The invention has the beneficial effects that:

the mode of preparing steroid suspension and then feeding is adopted to replace the operation of feeding after dissolving a substrate by an organic solvent in the prior art.

In the preparation and fermentation processes of the steroid suspension, the surfactant plays a role in emulsification and dispersion, so that the substrate is dispersed in the fermentation liquor more uniformly, the affinity between the substrate and water is increased, meanwhile, the surfactant can increase the permeability of mould cell walls, and the speed of the mould for absorbing the substrate and discharging products is further increased; in the feeding process, nutrient substances are supplemented for the fermentation strains, and the activity period of microbial cells is prolonged. Thus, under the condition of increasing the feeding concentration, the conversion rate is greatly increased.

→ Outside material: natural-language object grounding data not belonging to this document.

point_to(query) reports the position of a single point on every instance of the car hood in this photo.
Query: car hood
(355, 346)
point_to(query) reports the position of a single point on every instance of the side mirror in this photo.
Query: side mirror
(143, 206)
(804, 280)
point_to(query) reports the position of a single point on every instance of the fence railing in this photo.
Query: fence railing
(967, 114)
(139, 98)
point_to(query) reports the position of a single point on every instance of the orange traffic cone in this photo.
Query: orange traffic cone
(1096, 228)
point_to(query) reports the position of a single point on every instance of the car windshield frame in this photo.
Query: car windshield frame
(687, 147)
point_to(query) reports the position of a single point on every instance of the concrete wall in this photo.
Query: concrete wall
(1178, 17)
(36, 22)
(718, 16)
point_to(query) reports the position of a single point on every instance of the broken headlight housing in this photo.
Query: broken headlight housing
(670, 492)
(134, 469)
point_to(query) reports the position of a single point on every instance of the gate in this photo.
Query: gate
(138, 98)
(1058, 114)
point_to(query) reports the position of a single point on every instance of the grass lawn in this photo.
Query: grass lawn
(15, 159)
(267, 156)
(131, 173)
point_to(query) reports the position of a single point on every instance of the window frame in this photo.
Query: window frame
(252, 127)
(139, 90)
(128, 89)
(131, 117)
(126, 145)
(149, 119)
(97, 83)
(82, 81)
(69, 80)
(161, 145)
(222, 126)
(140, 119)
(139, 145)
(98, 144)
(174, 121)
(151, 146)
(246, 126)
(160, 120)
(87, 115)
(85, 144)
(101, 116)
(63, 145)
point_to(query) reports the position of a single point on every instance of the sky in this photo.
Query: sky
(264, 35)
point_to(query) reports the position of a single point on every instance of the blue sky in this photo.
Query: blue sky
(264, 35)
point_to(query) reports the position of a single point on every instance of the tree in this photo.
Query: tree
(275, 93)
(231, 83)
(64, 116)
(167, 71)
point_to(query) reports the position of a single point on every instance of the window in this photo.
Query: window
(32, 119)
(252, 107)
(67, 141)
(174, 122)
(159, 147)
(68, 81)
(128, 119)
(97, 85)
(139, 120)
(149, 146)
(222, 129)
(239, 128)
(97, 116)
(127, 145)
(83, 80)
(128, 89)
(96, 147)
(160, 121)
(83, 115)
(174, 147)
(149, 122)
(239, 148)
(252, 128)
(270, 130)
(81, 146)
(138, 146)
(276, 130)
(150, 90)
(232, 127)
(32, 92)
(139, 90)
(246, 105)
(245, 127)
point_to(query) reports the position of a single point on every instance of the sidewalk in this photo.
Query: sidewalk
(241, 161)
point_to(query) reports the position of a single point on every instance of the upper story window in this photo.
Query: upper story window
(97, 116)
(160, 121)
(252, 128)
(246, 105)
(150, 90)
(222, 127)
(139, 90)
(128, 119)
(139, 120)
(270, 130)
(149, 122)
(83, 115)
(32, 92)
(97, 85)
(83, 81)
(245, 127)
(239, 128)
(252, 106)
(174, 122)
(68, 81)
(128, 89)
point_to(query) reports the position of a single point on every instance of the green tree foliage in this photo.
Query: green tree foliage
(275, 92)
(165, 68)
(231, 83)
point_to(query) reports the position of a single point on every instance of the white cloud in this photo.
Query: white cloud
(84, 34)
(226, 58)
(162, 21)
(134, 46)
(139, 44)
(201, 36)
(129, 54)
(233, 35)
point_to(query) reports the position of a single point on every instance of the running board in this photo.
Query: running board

The new feeding mode does not use organic solvent at all, avoids the stimulation and damage of the organic solvent to the fermentation strains, is safer and more environment-friendly, and can reduce the investment in explosion-proof equipment and plant construction and obviously reduce the cost.

The feeding concentration of the substrate is improved to more than 15g/L (the highest is 21.4g/L), the conversion rate is improved to more than 90 percent, the production efficiency is improved, and the method is more favorable for industrial production.

Drawings

FIG. 1 is a schematic diagram of the reaction of converting intermediate I into intermediate II according to the present invention.

FIG. 2 is a HPLC detection profile of conversion in example 7 of the present invention.

Detailed Description

The present invention will be described in further detail with reference to examples.